Pedroso observa que era de fato um documento oficial, mas não era a Declaração. E tão pouco o Grito do Ipiranga selou a decisão, sendo inclusive ignorado pelo povo, que não soube do ocorrido à margem do riacho. “A gente pensa em nação como uma coisa geral. Só que praticamente ninguém deu bola para o Sete de Setembro”.
Saindo da dependência política e entrando na dívida externa
Além das revoltas e conflitos entre portugueses e brasileiros, como a “noite das garrafadas”, um processo legal foi trabalhado. Entre esses atos, para evitar declaração de guerra, o novo império precisou pagar uma indenização de 2 milhões de Libras Esterlinas à Portugal. Dinheiro que não tinha e pediu emprestado da Inglaterra. “Temos uma independência política, mas entramos em uma dependência econômica”, comenta.
O ato definitivo foi em 1º de dezembro de 1822, após ter sido aclamado pelos políticos, acontece a coroação de Pedro I do Brasil como Imperador, iniciando o Primeiro Reinado, que durou até abdicar ao trono em 1831. Ele retorna ao país da dinastia dos Bragança, onde lutou na Guerra Civil Portuguesa contra seu irmão Miguel, em defesa do direito de sua filha assumir o trono. Lá ficou conhecido como Pedro IV de Portugal, e faleceu em 24 de setembro de 1834, por conta de uma tuberculose.
Uma guerreira que precisa ser lembrada
Além de Dona Leopoldina, o professor Wagner Pedroso faz justiça à importância de outra
brava mulher. Maria Quitéria de Jesus, 30 anos, com habilidades de cavalgada e de tiro – nada comum as mulheres da época – e filha de um pequeno fazendeiro. Ela roubou a farda do cunhado para se apresentar nas tropas leais a Dom Pedro em seu estado, a Bahia. Usava o nome de soldado Medeiros, até ser descoberta, quando seu pai foi buscá-la.
Todavia, seu comandante manteve-a engajada, devido a sua destreza em campo. Participou de três batalhas: de Pitubá, em outubro de 1822; de Itapuã, em fevereiro de 1813 – onde foi promovida Primeiro Cadete; e na Barra do Paraguaçu, em abril de 23, onde liderou um batalhão de mulheres civis. Em agosto de 1823 foi recebida por Dom Pedro, que lhe condecorou com uma das primeiras insígnias de Cavaleiro da Ordem Imperial do Cruzeiro.

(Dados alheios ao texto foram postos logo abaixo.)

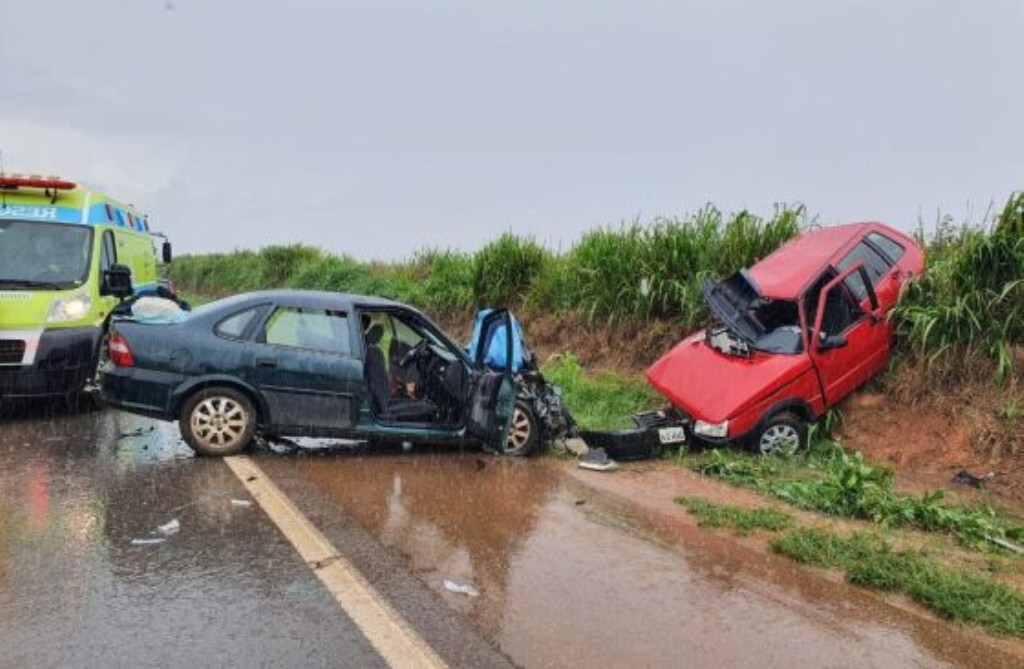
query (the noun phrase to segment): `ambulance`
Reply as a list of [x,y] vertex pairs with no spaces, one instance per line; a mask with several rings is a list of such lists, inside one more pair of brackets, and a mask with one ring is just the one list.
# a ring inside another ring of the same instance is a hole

Professor Pedroso lançará obra na Feira do Livro
Durante a Feira do Livro de Montenegro (4 a 9 de outubro) o professor Wagner de Azevedo Pedroso lança seu primeiro livro. Intitulado “Nazário e um Plano de Rebelião Escrava na Aldeia do Anjos”, a obra analisa uma tentativa de insurreição escrava ocorrida na Freguesia de Nossa Senhora da Aldeia dos Anjos, hoje Gravataí (RS), no ano de 1863.
Ao acompanhar as movimentações das pessoas escravizadas envolvidas na tentativa insurrecional, é possível visualizar uma sociedade que foge ao senso comum sobre as possibilidades de ações e reações dos escravizados, descortinando suas complexas articulações sociais, estratégias de negociação e conflito dentro do sistema escravista local. O livro apresenta reflexões sobre as alterações decorrentes do fim do tráfico negreiro (1850): a elevação do preço dos cativos, concentração de posse escrava e modificações econômicas que afetaram a própria estrutura de dominação senhorial. E, consequentemente, ela afeta o cotidiano dos escravizados envolvidos na tentativa insurrecional.